Supreme Court, New York County
Aug 2, 2024
2024 N.Y. Slip Op. 32709 (N.Y. Sup. Ct. 2024)

Opinion

Index No. 651169/2024 Motion Seq. NoS. 001 002

08-02-2024

RAJ R VAIDYA, RAKESH H VAIDYA Petitioners, v. ITRIA VENTURES LLC, Respondent.


Unpublished Opinion

Motion Date 03/05/2024, 04/17/2024

DECISION + ORDER ON MOTION

HON. JOEL M. COHEN, JUDGE

The following e-filed documents, listed by NYSCEF document number (Motion 001) 2, 15, 50 were read on this motion to STAY ARBITRATION

The following e-filed documents, listed by NYSCEF document number (Motion 002) 29, 30, 31, 32, 33, 34, 35, 36, 37, 38, 39, 40, 41, 42, 43, 44, 45, 46, 47, 48, 49, 51, 52 were read on this motion to COMPEL ARBITRATION.

Raj R. Vaidya ("Raj") and Rakesh H. Vaidya ("Rakesh") (collectively, "Petitioners") move by Petition for an Order pursuant to CPLR 7503(c) permanently staying the respondent Itria Ventures LLC ("Respondent") from proceeding to arbitration under the parties' contracts (Mot. Seq. 001). Respondent moves for an Order dismissing the Petition and compelling arbitration pursuant to notices of arbitration issued by Respondent (Mot. Seq. 002). For following reasons, the Petition is denied and Respondent's motion is granted.

As relevant here, from March 31, 2022, to January 27, 2023, Itria provided approximately $4.3 million in funding to a number of business entities owned or controlled by Petitioners (the "Merchants") pursuant to eight Future Receivables Sale Agreements ("FRSA(s)"), with Petitioners executing certain guarantees (NYSCEF 1 ["Petition"] ¶¶ 3-4; NYSCEF 6 ["FRSA"]; NYSCEF 7 ["Amendments"]).

According to Respondent, when the Merchants defaulted under the FRSAs, Itria obtained judgment against the Merchants pursuant to confessions of judgment with respect to four of the agreements (NYSCEF 30 ["Smalbach Aff'] ¶ 17-18).
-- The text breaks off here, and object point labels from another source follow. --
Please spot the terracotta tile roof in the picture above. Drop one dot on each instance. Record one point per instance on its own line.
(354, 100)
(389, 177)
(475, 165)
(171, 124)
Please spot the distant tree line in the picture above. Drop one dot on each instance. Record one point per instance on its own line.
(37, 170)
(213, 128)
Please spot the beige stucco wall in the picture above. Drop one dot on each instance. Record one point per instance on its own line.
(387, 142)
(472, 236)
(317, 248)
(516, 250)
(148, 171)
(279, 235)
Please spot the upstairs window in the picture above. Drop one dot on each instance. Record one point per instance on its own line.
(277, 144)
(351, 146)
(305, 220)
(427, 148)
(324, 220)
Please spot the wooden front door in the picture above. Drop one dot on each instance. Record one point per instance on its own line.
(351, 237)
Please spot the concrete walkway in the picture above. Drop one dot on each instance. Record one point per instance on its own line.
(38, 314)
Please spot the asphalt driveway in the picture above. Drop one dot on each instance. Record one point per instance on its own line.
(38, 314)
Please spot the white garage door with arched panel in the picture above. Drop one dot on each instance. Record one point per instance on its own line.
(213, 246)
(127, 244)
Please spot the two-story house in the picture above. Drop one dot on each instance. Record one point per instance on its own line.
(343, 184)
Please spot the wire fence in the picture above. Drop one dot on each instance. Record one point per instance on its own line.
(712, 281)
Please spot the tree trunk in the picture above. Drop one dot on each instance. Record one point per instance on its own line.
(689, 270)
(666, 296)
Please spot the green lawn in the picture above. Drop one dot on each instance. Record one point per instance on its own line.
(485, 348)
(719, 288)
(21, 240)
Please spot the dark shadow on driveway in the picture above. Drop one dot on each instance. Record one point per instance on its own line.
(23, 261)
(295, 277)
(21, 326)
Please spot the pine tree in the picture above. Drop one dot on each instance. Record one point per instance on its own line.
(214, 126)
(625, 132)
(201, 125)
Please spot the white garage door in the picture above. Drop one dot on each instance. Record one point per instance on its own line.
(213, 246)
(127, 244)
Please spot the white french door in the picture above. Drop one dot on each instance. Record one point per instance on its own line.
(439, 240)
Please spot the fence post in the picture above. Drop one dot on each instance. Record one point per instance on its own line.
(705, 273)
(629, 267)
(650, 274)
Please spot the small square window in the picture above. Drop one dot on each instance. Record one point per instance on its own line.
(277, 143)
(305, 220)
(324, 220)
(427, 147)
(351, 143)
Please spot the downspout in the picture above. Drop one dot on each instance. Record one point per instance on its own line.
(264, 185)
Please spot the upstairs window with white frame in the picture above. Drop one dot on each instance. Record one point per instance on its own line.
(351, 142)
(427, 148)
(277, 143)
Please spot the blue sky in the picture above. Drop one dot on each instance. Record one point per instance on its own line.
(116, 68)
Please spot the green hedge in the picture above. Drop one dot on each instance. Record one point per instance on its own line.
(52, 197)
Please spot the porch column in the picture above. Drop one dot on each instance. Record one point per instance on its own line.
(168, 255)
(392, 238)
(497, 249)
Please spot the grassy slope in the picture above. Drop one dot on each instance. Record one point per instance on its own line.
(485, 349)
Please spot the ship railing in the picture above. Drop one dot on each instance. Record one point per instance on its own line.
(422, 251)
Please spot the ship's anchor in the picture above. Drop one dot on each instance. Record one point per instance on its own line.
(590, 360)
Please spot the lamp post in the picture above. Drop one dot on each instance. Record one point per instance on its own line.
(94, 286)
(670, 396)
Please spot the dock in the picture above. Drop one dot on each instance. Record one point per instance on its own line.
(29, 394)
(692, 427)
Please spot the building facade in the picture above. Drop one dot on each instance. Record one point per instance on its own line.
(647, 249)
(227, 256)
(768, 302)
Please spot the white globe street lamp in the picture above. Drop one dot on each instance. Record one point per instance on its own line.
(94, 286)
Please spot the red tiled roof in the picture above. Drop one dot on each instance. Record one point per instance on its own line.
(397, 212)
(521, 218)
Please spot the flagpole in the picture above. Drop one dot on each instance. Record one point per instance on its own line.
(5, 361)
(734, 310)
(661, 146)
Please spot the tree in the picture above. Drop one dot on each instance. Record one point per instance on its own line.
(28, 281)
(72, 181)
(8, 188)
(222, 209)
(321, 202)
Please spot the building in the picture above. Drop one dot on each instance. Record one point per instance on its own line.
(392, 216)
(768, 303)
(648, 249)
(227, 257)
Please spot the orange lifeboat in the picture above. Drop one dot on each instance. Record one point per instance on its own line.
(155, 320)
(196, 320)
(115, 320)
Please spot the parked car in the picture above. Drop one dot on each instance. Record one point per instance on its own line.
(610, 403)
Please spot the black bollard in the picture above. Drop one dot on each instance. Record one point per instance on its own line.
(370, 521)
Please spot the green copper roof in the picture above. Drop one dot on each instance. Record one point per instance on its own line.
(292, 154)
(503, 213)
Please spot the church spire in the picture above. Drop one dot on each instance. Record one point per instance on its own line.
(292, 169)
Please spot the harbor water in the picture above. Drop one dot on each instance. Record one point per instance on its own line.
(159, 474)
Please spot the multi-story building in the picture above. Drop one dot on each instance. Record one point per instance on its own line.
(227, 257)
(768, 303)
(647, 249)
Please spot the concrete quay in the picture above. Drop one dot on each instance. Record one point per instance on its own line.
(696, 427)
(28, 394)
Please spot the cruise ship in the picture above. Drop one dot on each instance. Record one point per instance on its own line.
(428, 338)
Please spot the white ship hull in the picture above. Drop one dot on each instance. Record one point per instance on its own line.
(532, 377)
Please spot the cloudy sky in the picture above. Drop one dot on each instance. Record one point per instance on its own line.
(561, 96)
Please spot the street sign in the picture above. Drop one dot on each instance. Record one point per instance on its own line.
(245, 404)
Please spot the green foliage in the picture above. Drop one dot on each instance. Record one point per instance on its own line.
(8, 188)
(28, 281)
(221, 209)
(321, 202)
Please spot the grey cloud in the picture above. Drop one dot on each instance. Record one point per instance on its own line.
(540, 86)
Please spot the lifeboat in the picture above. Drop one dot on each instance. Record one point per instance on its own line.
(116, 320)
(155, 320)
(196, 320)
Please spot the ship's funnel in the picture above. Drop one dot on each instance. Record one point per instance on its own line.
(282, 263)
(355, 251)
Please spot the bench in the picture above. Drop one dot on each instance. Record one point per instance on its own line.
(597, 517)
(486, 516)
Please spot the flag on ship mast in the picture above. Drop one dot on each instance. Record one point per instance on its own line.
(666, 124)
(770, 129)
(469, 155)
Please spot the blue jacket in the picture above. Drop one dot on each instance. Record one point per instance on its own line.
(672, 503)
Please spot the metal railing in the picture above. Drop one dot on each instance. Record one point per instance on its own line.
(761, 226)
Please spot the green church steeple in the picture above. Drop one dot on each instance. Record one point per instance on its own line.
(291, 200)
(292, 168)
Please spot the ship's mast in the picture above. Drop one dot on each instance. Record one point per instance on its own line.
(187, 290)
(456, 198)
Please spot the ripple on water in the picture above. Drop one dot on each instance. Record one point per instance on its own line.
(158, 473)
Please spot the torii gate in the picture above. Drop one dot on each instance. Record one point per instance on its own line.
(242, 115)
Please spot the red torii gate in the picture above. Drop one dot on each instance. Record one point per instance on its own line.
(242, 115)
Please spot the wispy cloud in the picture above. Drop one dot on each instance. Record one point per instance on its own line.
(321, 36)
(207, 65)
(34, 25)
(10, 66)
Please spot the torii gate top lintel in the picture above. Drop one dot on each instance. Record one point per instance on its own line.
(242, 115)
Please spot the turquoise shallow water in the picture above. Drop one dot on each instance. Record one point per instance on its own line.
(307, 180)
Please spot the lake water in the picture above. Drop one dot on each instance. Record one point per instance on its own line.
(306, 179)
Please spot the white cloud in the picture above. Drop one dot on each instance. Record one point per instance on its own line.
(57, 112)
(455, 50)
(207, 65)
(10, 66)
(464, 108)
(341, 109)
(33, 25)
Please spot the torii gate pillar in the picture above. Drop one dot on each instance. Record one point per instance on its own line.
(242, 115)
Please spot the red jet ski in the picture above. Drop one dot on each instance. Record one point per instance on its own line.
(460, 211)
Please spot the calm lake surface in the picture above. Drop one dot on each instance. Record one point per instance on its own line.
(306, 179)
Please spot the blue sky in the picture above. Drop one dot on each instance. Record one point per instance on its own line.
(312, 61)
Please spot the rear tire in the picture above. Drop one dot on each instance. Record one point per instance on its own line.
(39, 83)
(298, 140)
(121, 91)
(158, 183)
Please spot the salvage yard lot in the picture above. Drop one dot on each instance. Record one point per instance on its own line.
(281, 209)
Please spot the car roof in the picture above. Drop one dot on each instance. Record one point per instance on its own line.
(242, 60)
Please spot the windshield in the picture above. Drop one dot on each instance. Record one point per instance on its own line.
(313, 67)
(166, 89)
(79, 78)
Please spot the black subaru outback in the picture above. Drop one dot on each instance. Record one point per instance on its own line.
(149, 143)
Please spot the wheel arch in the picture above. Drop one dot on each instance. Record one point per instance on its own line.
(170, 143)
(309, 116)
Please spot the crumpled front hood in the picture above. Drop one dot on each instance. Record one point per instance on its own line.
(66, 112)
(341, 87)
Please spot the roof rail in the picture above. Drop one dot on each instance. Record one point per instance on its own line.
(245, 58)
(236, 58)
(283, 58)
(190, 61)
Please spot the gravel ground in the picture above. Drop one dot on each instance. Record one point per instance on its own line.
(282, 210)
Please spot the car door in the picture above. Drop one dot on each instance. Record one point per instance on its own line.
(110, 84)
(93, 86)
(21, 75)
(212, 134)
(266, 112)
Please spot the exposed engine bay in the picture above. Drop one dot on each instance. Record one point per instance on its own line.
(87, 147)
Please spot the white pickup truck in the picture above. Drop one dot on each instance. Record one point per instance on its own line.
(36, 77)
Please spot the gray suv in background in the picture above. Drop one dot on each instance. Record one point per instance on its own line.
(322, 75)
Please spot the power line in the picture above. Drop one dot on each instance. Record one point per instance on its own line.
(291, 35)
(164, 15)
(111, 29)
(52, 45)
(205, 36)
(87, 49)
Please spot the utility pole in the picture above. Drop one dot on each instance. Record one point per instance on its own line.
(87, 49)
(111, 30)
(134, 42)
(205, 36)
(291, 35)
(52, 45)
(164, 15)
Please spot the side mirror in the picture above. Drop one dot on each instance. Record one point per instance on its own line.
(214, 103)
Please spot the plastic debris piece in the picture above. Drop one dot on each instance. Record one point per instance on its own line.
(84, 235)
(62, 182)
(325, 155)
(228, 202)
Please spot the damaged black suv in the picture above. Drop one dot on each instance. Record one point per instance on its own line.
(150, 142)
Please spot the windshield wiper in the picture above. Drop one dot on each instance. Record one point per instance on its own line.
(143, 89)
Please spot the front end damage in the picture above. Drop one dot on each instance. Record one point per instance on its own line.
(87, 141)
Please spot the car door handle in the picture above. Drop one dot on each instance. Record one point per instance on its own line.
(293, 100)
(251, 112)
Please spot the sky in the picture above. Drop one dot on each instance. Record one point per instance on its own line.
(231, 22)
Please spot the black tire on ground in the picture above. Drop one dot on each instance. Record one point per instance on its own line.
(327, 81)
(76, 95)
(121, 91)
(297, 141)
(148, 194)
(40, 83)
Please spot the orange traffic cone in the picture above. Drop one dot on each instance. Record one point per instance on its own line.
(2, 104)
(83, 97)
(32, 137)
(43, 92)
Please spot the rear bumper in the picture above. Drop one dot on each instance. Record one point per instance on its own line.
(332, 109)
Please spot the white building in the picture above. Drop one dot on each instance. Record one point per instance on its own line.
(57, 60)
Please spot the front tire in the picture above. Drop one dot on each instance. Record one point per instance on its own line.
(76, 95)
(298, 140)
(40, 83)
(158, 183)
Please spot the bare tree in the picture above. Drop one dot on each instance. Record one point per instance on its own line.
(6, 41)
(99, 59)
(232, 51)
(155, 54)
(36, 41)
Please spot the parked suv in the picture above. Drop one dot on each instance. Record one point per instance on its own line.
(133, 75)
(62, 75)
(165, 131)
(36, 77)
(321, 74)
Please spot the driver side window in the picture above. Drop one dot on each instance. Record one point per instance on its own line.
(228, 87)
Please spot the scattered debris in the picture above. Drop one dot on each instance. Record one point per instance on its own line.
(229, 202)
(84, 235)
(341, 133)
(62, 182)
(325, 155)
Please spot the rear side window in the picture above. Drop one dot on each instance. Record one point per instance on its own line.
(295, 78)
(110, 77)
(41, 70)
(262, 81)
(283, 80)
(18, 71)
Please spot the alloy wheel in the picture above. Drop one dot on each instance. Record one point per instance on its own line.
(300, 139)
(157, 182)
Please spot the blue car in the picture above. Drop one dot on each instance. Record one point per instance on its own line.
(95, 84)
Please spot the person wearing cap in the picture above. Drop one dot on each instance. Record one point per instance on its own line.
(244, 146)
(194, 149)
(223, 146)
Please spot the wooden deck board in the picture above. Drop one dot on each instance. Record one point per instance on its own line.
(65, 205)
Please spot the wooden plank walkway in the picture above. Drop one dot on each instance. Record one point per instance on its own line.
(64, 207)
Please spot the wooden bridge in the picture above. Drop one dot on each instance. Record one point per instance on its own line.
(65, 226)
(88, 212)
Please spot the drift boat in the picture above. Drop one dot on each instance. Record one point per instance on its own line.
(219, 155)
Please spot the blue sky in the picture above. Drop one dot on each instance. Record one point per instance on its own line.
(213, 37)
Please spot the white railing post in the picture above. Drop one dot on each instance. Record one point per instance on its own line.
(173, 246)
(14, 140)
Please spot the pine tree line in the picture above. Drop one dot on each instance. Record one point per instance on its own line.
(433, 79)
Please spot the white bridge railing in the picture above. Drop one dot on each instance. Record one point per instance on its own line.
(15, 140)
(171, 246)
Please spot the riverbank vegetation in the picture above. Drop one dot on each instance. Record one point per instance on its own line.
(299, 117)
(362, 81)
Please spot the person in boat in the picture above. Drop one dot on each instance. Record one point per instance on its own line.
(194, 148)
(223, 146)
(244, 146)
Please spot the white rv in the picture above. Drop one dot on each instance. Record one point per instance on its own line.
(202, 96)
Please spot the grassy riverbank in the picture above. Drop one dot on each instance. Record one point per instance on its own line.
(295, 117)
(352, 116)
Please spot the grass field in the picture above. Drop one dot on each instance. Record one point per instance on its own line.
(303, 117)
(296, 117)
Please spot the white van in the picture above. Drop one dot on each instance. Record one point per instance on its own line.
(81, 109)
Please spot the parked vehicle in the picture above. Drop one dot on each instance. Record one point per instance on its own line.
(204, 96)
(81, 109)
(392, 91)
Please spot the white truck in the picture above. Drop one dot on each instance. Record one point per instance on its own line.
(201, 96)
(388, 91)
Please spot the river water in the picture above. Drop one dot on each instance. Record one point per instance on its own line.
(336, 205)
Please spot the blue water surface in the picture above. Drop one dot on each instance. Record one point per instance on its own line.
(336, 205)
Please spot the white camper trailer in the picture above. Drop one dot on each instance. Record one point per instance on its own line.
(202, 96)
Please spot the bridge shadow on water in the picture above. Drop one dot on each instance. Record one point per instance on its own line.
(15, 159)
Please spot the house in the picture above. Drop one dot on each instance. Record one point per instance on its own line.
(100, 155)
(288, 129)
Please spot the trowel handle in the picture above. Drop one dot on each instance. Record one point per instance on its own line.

Itria subsequently served notices of its intent to arbitrate its claims for breach of contract against the Merchants with respect to the remaining four FRSAs and against Petitioners, as guarantors, on all eight of the guarantees (id.; Petition ¶ 1). Since this Petition to stay arbitration was only brought by the Petitioners, and not the Merchants, it pertains only the guarantees.

DISCUSSION

"[A]s a general matter, on a motion to compel or stay arbitration, a court must determine, 'in the first instance ... whether parties have agreed to submit their disputes to arbitration and, if so, whether the disputes generally come within the scope of their arbitration agreement'" (Northeast & Cent. Contractors, Inc. v Quanto Capital, LLC, 203 A.D.3d 925 [2d Dept 2022] [citations omitted]). "The threshold issue of whether there is a valid agreement to arbitrate is for the court and not the arbitrator to determine" (id.). Additionally, "where a contract containing an arbitration provision 'affects' interstate commerce, disputes arising thereunder are subject to the [Federal Arbitration Act]" (Matter of Diamond Waterproofing Sys., Inc. v 55 Liberty Owners Corp., 4 N.Y.3d 247, 252 [2005]).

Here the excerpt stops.